I’m trying to run compute-sanitizer on two systems: a docker with CUDA 11.2 and a cluster with CUDA 11.7. On both systems, whenever I’m running compute-sanitizer (with any arguments, although I’m mostly trying to use the --leak-check full, --save and --log-file ones), I’m getting this error:

========= Internal Sanitizer Error: CUDA initialized before the Sanitizer. The Sanitizer will be disabled.

Does anyone know where this might come from ? I’m using Clang v14.0.0 & 14.0.6 to compile a C++ OpenMP-offload (GPU kernels are written using OpenMP rather than CUDA) program that also calls cuFFT & cuBLAS. I cannot seem to find any information online about this error…

Can you share the full command and output that is causing this?

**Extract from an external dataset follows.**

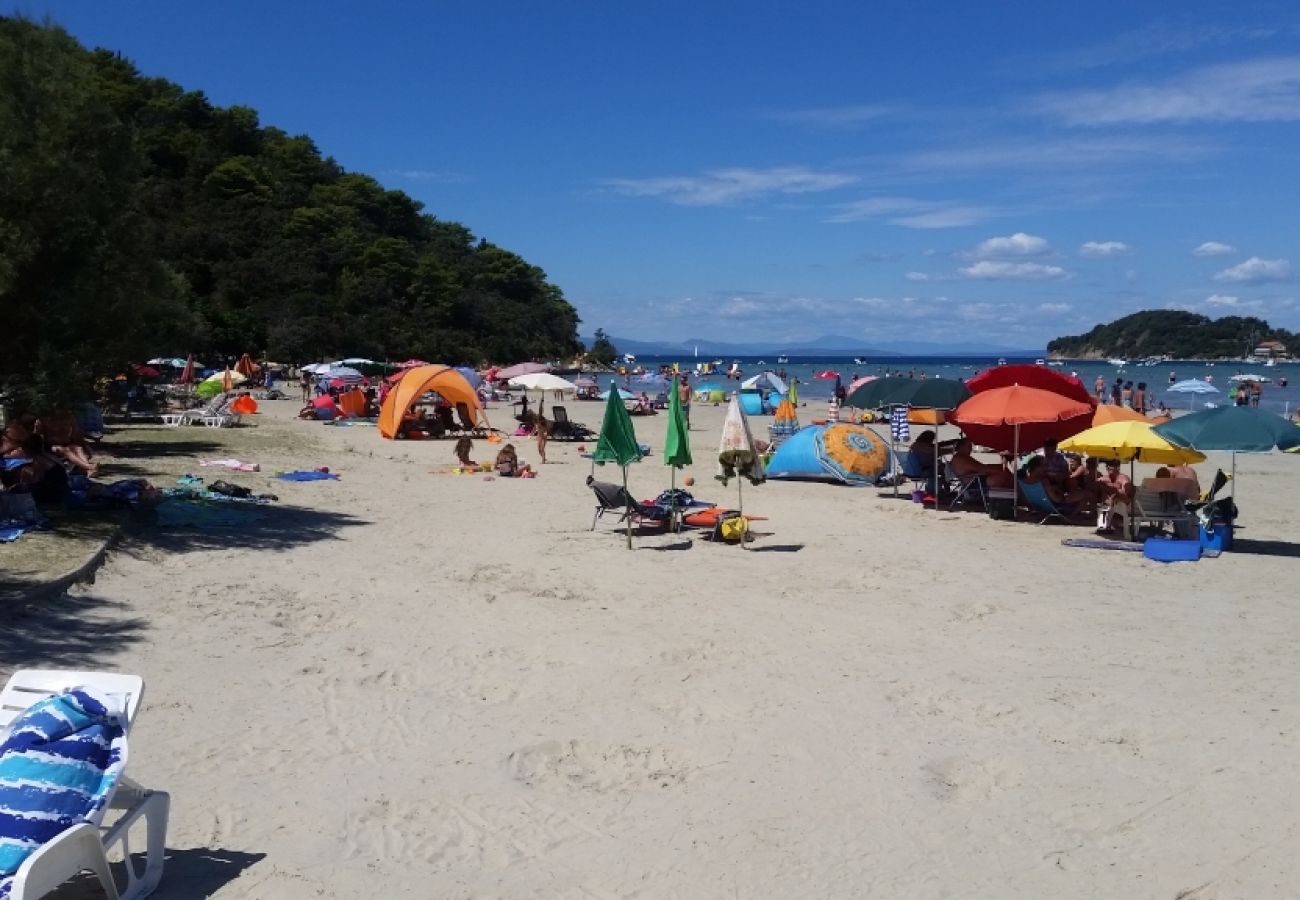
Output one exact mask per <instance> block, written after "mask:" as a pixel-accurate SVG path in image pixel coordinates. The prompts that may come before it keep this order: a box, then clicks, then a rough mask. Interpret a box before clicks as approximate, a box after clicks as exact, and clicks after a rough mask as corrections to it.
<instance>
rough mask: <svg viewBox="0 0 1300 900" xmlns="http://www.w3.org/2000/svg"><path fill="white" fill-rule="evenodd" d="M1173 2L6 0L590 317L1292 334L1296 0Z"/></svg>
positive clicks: (1016, 333) (672, 324)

Is there any sort of job launcher/scheduler involved?

You’re right that there’s a scheduler involved (Slurm) on the cluster, although I get the same results inside the docker, where there is no scheduler involved at all (both use the same tool chains, with some minor version differences, mentioned in my initial post).

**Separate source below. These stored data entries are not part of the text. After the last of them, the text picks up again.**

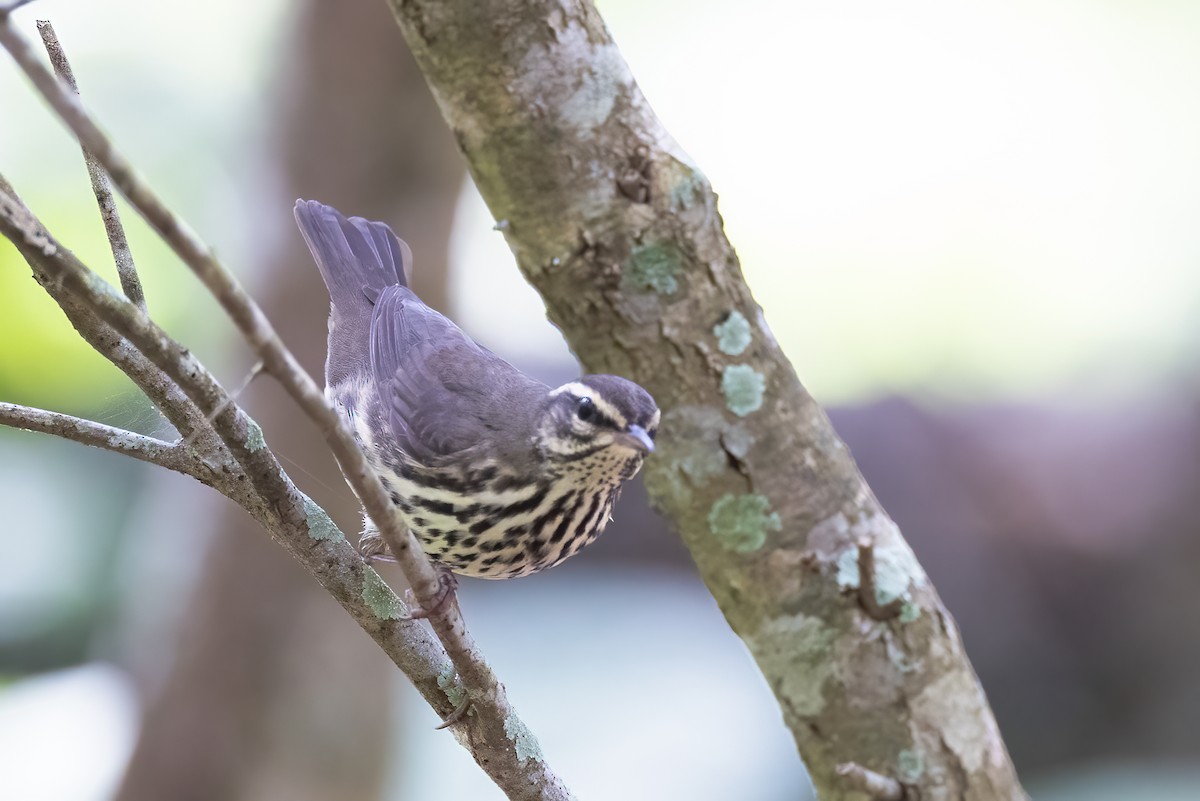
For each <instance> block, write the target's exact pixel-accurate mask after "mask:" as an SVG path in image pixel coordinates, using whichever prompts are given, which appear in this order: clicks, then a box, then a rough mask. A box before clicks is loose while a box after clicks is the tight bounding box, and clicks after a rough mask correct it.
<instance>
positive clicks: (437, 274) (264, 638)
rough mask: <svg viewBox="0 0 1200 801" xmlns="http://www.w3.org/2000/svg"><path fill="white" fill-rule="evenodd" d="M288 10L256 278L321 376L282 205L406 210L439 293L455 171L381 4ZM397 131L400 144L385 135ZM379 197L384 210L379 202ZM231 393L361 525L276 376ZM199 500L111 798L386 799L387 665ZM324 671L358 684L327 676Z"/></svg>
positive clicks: (405, 51)
mask: <svg viewBox="0 0 1200 801" xmlns="http://www.w3.org/2000/svg"><path fill="white" fill-rule="evenodd" d="M296 23H298V24H296V26H295V29H294V31H293V32H292V34H290V35H289V38H290V41H292V44H290V46H289V47H287V48H286V50H284V56H283V64H282V65H281V66H282V68H281V70H280V79H278V83H280V84H281V86H280V89H282V92H281V94H282V97H283V100H282V102H276V104H275V106H276V107H282V108H277V118H276V119H278V120H280V124H278V126H277V128H276V131H275V134H274V140H275V141H276V143H277V146H276V147H274V149H272V150H274V151H276V152H280V155H281V159H282V162H283V164H282V165H281V167H282V171H283V180H282V185H283V186H282V195H283V197H280V198H277V199H276V201H275V203H272V204H271V207H272V209H275V210H278V211H280V217H286V218H284V223H286V224H287V225H288V229H289V234H290V235H289V236H286V237H283V240H282V247H281V248H280V249H277V251H276V252H275V253H263V254H262V257H263V258H262V261H263V263H264V264H265V269H264V271H263V273H262V275H260V276H257V277H256V278H257V279H256V282H254V283H256V284H257V287H258V290H257V291H256V295H257V296H258V297H259V299H260V301H262V303H263V308H264V309H265V311H266V312H268V314H269V315H270V317H271V319H272V320H276V321H277V325H278V332H280V335H281V336H282V337H283V338H284V339H286V341H287V342H288V343H289V344H290V347H292V348H293V350H294V353H295V354H296V356H298V359H299V360H300V361H301V362H302V363H304V366H305V367H306V368H307V369H308V371H310V373H311V374H313V375H320V374H322V372H323V362H324V356H325V318H326V317H328V313H329V296H328V294H326V291H325V288H324V285H323V284H322V281H320V276H319V275H318V272H317V270H316V267H314V266H312V261H311V258H310V257H308V254H307V252H306V251H305V248H304V245H302V242H301V240H300V236H299V234H295V233H294V229H293V228H292V222H290V209H292V201H293V200H294V199H295V198H296V197H301V195H302V197H316V198H322V199H326V200H329V201H331V203H336V204H338V205H341V206H342V207H344V209H347V210H348V211H352V213H359V215H367V216H372V217H377V218H384V219H391V218H396V219H415V221H416V222H418V223H419V227H418V229H416V230H415V231H414V234H413V235H410V240H412V241H413V243H414V247H418V242H420V245H419V247H421V252H422V257H424V258H422V260H421V265H422V269H421V271H420V281H421V282H422V283H421V289H422V291H425V293H427V294H428V295H431V296H432V297H433V299H444V297H445V295H446V290H445V285H446V271H445V263H446V246H448V242H449V235H450V225H451V222H452V218H454V209H455V201H456V198H457V194H458V189H460V188H461V185H462V173H463V168H462V165H461V159H460V157H458V156H457V153H455V152H454V149H452V146H450V145H449V144H448V143H446V141H445V137H444V131H443V130H442V127H440V125H438V121H437V118H436V109H434V108H433V103H432V100H431V98H430V96H428V91H427V89H426V88H425V85H424V80H422V79H421V76H420V72H418V70H416V66H415V65H414V64H413V62H412V58H410V56H409V54H408V53H407V52H406V48H403V47H397V44H398V43H400V42H398V40H400V36H398V35H397V34H396V31H395V30H394V29H392V28H391V26H390V25H389V19H388V13H386V10H385V8H384V7H382V6H379V5H374V4H349V5H344V6H341V5H338V6H334V5H331V4H326V2H320V1H319V0H311V1H310V2H306V4H304V7H302V8H301V10H300V11H299V13H298V17H296ZM379 97H388V98H390V101H391V102H389V103H379V102H378V98H379ZM401 108H403V109H407V110H408V112H418V113H410V114H401V113H400V110H398V109H401ZM395 137H403V138H404V139H406V140H408V141H409V143H410V144H409V146H408V147H406V149H404V150H403V151H397V150H395V149H392V147H390V146H389V145H390V141H391V140H392V139H394V138H395ZM268 169H269V170H270V169H275V165H270V167H268ZM384 195H385V197H386V198H388V199H389V200H390V206H383V204H380V198H382V197H384ZM240 399H241V401H244V402H245V404H246V408H247V409H248V410H251V411H252V412H253V414H254V417H256V420H258V421H259V422H260V423H262V426H263V428H264V430H265V433H266V436H268V438H269V439H270V441H271V444H272V445H275V444H276V442H278V444H277V445H276V448H277V450H278V451H280V452H281V453H282V454H284V456H287V458H288V459H290V460H292V462H294V463H296V464H299V465H301V468H302V470H298V471H296V472H298V481H299V483H301V484H305V483H308V484H310V486H305V487H304V489H305V490H306V492H308V493H310V494H311V495H312V496H313V498H314V499H317V500H318V501H319V502H320V505H322V506H323V507H324V508H326V510H328V511H329V512H330V513H332V514H334V516H335V517H337V518H338V520H340V522H343V523H346V524H347V525H346V529H347V531H353V530H354V528H355V526H356V525H358V520H356V518H358V517H359V505H358V502H356V500H355V499H354V496H353V495H352V494H350V493H349V492H347V490H346V488H344V482H343V480H342V476H341V474H340V472H338V470H337V465H336V463H335V462H334V459H332V458H331V456H330V453H329V448H328V446H326V445H325V444H324V441H323V440H322V438H320V435H319V433H318V432H317V430H316V429H314V428H313V427H312V424H311V423H310V422H308V421H307V418H306V417H305V415H304V412H302V411H301V410H300V409H299V408H296V406H295V404H292V403H287V402H280V397H278V391H277V390H276V389H275V387H274V386H271V384H270V381H269V380H263V379H259V380H257V381H256V383H254V384H253V385H252V386H251V389H250V391H247V392H246V393H245V395H244V397H242V398H240ZM306 476H308V477H310V480H308V481H307V482H306V478H305V477H306ZM331 488H337V489H331ZM208 502H209V504H210V505H211V513H210V514H209V516H205V519H206V520H210V523H209V526H210V528H211V529H212V531H211V532H210V534H211V536H212V538H214V541H212V544H211V549H210V554H209V558H208V561H206V564H205V568H204V574H203V578H202V579H200V585H199V588H197V590H196V592H194V597H193V600H192V601H191V603H190V607H188V609H187V613H186V618H185V619H184V620H182V621H180V630H181V636H180V638H179V644H178V649H176V652H175V655H174V660H173V662H172V666H170V673H169V675H168V676H167V677H166V681H164V682H163V685H164V686H163V688H162V691H161V692H160V693H158V694H157V697H156V698H154V699H152V703H151V704H150V706H149V709H148V710H146V716H145V719H144V722H143V729H142V734H140V737H139V740H138V745H137V748H136V751H134V753H133V758H132V760H131V763H130V766H128V769H127V772H126V776H125V779H124V783H122V787H121V790H120V794H119V796H118V797H119V800H120V801H139V800H143V799H145V800H150V799H166V797H170V799H178V800H180V801H186V800H188V799H196V800H197V801H199V800H204V799H223V800H224V801H238V800H246V801H250V800H253V801H272V800H275V799H288V800H289V801H317V800H319V799H340V800H341V801H370V800H372V799H377V797H379V794H380V791H382V788H383V783H384V776H385V771H386V767H388V763H389V761H390V759H391V755H392V753H395V751H396V749H395V747H394V746H392V743H391V737H390V731H391V725H390V723H391V716H392V712H394V709H392V704H391V700H390V699H391V687H392V676H394V673H392V670H394V668H392V667H391V664H390V663H389V662H388V661H386V660H385V658H382V655H380V654H379V651H378V650H377V649H376V648H374V645H373V644H372V643H371V642H370V640H368V639H366V638H364V637H362V636H361V634H360V633H358V632H356V631H355V630H354V628H353V627H350V626H344V625H343V618H342V613H341V612H340V610H338V609H337V606H336V604H335V603H332V602H331V600H330V598H329V597H328V596H326V594H325V592H324V591H323V590H322V589H320V588H319V586H318V585H317V584H314V583H313V582H312V580H311V579H310V578H308V577H307V576H306V574H305V572H304V571H302V570H301V568H300V566H299V565H296V564H295V562H294V561H293V560H290V559H287V556H286V555H284V554H283V553H282V552H281V550H280V549H278V547H276V546H275V544H274V543H271V542H270V541H268V540H266V538H265V537H263V536H260V532H259V525H258V523H256V522H254V520H253V519H251V518H250V517H248V516H246V514H245V512H242V511H241V510H240V508H238V507H235V506H233V505H232V504H226V502H223V500H222V499H218V498H216V496H215V495H214V496H209V500H208ZM330 676H338V677H343V679H347V677H348V679H350V680H348V681H347V680H340V681H335V682H332V685H330Z"/></svg>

The run command is simply srun compute-sanitizer ./exe (I get the same errors with srun compute-sanitizer --leak-check full --save savefile --log-file logfile). (either with or without srun) The output:

========= Internal Sanitizer Error: CUDA initialized before the Sanitizer. The Sanitizer will be disabled.
/* non-relevant application output */
========= ERROR SUMMARY: 1 error

Maybe it’s worth mentioning it’s a MPI application as well (I’m using a CUDA-aware OpenMPI v4.1.x with UCX).

Thanks for the details. I have filed a bug with out engineering team. They may reply directly, otherwise I’ll let you know when I have some more information.

It would also be helpful if there was a simple reproducible test case you could share.

The engineering team is requesting a reproducer to try and debug this internally. Do you have something you can provide?

This piece of code reproduces the mentioned bug (with CUDA-aware, UCX-based OpenMPI).

#include "mpi.h"

int main(int argc, char *argv[]) {
    MPI_Init(&argc, &argv);

Could you please provide more information regarding:

  • Which version of OpenMPI / UCX you use, and where we can we download them / how we can install them
  • Which command-line do you use to compile / run this sample

This error usually happens where CUDA is initialized from a static library initialization code (e.g. initialization of a global variable in one of your libraries), which is not a use case supported by the tool. You can check by running gdb on this program and breaking on symbol cuInit, then looking at the backtrace to see which library calls it.